Cette vision idyllique vient d’être balayée par une véritable tornade qui a fondu sur les marchés obligataires des petits pays, comme la Grece, l’Irlande et le Portugal, pour s’étendre à l’Italie et à l’Espagne avant de gagner ensuite l’ensemble des bourses de la planète. Un véritable psychodrame s’est noué. Il a suffi de quelques statistiques indiquant un ralentissement de la croissance aux Etats –Unis, pour que les pythonisses y décèlent l’amorce d’une récession. Les fondamentaux n’ont pas changé, ce sont les vents qui ont tourné. L’heure est au pessimisme le plus noir. L’économie mondiale vogue pourtant depuis des années sur un océan de dettes, mais subitement elle a le sentiment qu’elle est en train de couler, d’où le sauve qui peut général. Le fameux « consensus » recherché par les acteurs de la finance n’est que la forme moderne de la politique des moutons de Panurge et opère à fond dans le sens de la baisse. Les analystes révisent à toute allure leurs prévisions, pour tenter de suivre le rythme des ventes automatiques déclenchées par des ordinateurs aveugles, qui poussent les tendances à l’extrême.

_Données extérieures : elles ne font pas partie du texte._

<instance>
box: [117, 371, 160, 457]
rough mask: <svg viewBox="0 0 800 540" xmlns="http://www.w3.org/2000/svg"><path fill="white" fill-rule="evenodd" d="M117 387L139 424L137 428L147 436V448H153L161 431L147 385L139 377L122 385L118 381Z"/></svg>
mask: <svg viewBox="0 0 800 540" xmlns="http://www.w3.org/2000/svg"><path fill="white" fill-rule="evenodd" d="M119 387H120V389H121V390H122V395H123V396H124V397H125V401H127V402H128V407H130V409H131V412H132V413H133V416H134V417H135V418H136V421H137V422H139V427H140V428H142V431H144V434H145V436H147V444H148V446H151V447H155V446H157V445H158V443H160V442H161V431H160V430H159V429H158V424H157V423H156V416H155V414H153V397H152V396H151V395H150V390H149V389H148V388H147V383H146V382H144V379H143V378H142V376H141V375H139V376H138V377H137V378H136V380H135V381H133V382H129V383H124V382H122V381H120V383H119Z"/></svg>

Les acteurs de cette grande braderie ont conscience des erreurs qu’ils sont en train de commettre pour rester dans le  moule commun. Ils savent  que l’angoisse des opérateurs relève avant tout de la psychologie et qu’il suffirait de peu de choses pour renverser la tendance. Mais le temps des marchés n’est pas celui des politiques. Les premiers réclament des décisions immédiates, alors que les seconds se perdent en réunions et  conciliabules faute d’avoir une autorité commune susceptible de prendre des décisions. L’Europe est à cet égard une caricature avec son attelage à dix-sept voix qui répond à l’urgence par une cacophonie émaillée de propos contradictoires, tel un attelage qui tire à hue et à dia dans une sorte de pétaudière générée par l’absence de boussole.

Les plus vieux boursiers estiment que, lorsqu’on arrive à des errements aussi irresponsables, marqués du sceau de la panique, on est  au paroxysme de la crise et que la sortie n’est pas loin. Peut-être faudra-t-il passer par une fermeture temporaire des marchés avant de trouver le deus ex machina, qui ramènera le monde de la finance à la raison.